By Ana Maria Salaverry, community health worker
Recipe of the Month: Roasted cauliflower bowls with tahini
Fall is in the air and this simple recipe features vegetables, seeds, and nuts, and a wonderful tahini sauce to bring it all together. This recipe makes 4 servings.
Ingredients
One head of cauliflower, chopped into pieces
3 tablespoons lemon juice
1 teaspoon avocado, olive, or coconut oil
5 tablespoons tahini
3 tablespoons lemon juice
½ teaspoon salt
½ teaspoon garlic powder
5 tablespoons water
4 handfuls chopped spinach
4 cups chopped broccoli
2 avocados
12 teaspoons raw pumpkin seeds
4 teaspoons sesame seeds
Lemon juice
Salt and pepper
Cooking instructions
- Preheat the oven to 400 degrees.
- Place the cauliflower on a baking sheet lined with foil for easy clean up and drizzle it with lemon juice, oil, and salt. Mix the ingredients well and roast for 30 minutes.
- While the cauliflower is roasting, prepare the broccoli and tahini sauce. Steam the broccoli until it is slightly cooked, but not wilted.

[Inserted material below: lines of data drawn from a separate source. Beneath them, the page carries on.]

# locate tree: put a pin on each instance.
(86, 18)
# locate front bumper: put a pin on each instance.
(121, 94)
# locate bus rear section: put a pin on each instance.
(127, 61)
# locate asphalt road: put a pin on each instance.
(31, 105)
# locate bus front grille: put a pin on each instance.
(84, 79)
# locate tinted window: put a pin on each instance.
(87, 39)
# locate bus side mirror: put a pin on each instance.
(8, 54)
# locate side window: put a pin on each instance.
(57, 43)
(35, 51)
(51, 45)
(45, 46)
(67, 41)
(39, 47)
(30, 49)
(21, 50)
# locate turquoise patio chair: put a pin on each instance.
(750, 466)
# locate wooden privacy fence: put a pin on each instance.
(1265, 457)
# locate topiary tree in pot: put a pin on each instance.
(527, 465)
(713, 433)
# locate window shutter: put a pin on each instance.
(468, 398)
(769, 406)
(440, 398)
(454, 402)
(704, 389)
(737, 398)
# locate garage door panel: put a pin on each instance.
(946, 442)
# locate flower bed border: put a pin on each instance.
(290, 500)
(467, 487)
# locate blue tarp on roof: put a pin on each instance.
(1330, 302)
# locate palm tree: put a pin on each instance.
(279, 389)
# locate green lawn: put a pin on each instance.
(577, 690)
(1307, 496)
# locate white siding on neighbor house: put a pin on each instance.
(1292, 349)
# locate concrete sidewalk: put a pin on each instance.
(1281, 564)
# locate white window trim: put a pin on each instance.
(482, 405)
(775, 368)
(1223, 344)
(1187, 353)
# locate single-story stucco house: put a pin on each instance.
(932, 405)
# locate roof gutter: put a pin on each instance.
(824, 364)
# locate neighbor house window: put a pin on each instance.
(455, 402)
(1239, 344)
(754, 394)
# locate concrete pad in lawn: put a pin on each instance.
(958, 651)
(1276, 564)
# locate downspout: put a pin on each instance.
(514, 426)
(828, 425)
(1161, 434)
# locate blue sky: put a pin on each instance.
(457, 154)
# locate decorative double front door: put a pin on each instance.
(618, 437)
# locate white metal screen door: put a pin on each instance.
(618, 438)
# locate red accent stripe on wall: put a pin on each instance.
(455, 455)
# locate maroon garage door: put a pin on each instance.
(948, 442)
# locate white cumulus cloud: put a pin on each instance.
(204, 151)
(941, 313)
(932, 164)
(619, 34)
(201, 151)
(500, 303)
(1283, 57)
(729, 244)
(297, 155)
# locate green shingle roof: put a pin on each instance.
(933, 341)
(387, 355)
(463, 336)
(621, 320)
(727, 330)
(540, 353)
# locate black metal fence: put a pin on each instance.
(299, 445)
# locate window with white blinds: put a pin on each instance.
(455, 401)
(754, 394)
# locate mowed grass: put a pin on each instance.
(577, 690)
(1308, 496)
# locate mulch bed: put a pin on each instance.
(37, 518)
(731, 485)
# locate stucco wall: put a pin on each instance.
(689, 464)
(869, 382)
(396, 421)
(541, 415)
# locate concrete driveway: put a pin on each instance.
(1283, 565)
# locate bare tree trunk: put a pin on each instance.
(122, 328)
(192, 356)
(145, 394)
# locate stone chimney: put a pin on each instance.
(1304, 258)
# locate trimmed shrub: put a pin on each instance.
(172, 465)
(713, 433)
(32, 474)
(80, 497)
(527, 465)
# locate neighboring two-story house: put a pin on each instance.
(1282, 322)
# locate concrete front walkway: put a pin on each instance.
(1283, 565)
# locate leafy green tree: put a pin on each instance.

- To make the tahini dressing, whisk the tahini, lemon juice, salt, garlic powder and water until smooth and creamy. Adjust the amount of water used to reach a creamy but pourable consistency.
- Prepare 4 bowls or containers with a handful of fresh spinach. Add the roasted cauliflower and steamed broccoli and put ½ an avocado on top of each. Add seeds and pour tahini dressing on the top.
- Add a little more lemon juice, salt and pepper, if desired.
Tip: Serve this dish right away. Extras can be kept in the refrigerator for up to two days in a sealed container.